この戦いで死闘を潜り抜けきたグランのそれは、既に一撃が必殺。絶大なチカラを込めた不可避の速攻は、確実にアーカーシャを捉えていた。
「なにっ!?」
しかし、結果はグランの予想とは違う形で終わる。
何もない……ないはずの空間に、グランの七星剣は阻まれて動けずにいた。
「なんだ……この感触……」
「グラン! 離れて!」
一瞬、防がれた事と腕から伝わる感触に眉をしかめていたがジータの声に反応して後退。
即座に四色の閃光がアーカーシャを襲った。
しかし、それもまたアーカーシャに届く前に弾かれたように霧散する。
「なっ、一体なにが──っ!?」」
敵性存在を検知したアーカーシャは、すかさず二人へと強靭な腕を何本も伸ばして叩き潰そうとしてきた。
グランとジータはそれをきっちり対処。切り払い、打ち抜いて、迎撃をしてみせる。
「グラン、ジータ……多分、アーカーシャには攻撃が通用しない」
「何?」
「どういう事オルキスちゃん?」
割り込んできたオルキスの声を聞きながら二人は次々と迫りくる脅威を危なげなく回避していく。
起動時の気配こそ規格外の脅威を感じたアーカーシャであったが、既に百戦錬磨である人相手では分が悪いのか、なかなか有効打が見いだせないようである。
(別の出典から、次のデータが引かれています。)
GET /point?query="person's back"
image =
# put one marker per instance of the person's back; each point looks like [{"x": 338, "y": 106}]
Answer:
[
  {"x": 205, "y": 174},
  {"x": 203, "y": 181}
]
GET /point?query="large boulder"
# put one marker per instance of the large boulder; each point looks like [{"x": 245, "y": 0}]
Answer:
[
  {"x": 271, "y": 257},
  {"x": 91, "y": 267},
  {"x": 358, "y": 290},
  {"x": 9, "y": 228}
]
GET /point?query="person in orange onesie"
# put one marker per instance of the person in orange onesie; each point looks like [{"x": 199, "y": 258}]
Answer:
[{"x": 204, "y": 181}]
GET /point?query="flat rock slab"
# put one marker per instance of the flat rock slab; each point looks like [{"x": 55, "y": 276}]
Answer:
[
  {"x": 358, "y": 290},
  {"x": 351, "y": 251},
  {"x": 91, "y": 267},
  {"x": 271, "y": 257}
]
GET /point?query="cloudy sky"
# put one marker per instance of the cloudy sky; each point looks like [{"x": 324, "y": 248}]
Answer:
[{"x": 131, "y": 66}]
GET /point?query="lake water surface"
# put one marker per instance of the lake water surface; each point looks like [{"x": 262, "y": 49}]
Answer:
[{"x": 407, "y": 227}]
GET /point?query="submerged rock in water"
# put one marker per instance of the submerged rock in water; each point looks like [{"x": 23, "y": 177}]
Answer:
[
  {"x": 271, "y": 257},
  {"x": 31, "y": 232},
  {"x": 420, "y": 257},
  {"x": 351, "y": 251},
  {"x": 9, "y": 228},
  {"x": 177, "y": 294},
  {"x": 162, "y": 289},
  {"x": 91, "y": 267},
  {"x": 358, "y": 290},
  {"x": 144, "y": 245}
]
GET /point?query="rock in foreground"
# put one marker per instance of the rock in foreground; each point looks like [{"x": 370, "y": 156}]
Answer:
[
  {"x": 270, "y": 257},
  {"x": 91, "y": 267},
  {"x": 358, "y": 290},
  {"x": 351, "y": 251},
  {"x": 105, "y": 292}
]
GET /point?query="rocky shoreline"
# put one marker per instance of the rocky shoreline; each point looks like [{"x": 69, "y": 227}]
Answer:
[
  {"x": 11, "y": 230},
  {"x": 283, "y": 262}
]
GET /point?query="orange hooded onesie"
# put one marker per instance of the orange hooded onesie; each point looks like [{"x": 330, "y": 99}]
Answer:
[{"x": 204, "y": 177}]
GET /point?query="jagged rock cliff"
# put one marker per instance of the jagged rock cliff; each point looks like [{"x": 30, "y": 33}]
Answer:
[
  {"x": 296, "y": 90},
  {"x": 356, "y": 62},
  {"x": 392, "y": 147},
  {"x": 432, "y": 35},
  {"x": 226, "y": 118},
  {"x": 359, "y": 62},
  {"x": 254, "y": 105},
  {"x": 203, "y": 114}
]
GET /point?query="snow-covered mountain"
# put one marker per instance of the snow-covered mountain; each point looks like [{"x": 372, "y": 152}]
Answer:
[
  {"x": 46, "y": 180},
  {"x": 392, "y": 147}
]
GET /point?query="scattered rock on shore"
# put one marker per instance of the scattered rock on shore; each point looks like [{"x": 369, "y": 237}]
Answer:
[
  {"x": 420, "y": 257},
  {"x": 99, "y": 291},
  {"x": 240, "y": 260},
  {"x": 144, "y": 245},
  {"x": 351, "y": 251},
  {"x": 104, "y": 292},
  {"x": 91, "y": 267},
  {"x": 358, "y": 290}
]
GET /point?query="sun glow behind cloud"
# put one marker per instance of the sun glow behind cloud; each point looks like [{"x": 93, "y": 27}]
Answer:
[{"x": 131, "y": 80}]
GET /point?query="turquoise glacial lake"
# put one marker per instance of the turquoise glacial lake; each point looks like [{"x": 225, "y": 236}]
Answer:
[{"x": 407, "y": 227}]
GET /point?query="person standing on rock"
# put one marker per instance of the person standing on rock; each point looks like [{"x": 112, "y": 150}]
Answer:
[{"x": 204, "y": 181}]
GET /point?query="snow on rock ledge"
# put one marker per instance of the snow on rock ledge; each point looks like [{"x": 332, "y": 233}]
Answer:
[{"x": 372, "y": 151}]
「リヴァイアサンの水流も、当たる前に弾かれた……アーカーシャに攻撃するにはあれを突破しないと」
「──特殊な能力であるという事か。ジータ、どう見る?」
「まだまだ皆目見当もつかない」
「ならまずは攻撃あるのみ。奴の秘密を暴くぞ」
「時間は掛けられないよ。アーカーシャがまともに機能し始めるまでどれだけ時間が残されてるのかはわからないんだから」
「上等!」
考える事を放棄するように、グランとジータは再び攻めに転じる。
「ジータ、チェイサーを!」
「了解!」
先程同様に、ジータの援護魔法を受けてグランは吶喊。
だが懐に飛び込む前に、その剣を振るう────七つの光点を収束した七連撃の北斗大極閃だ。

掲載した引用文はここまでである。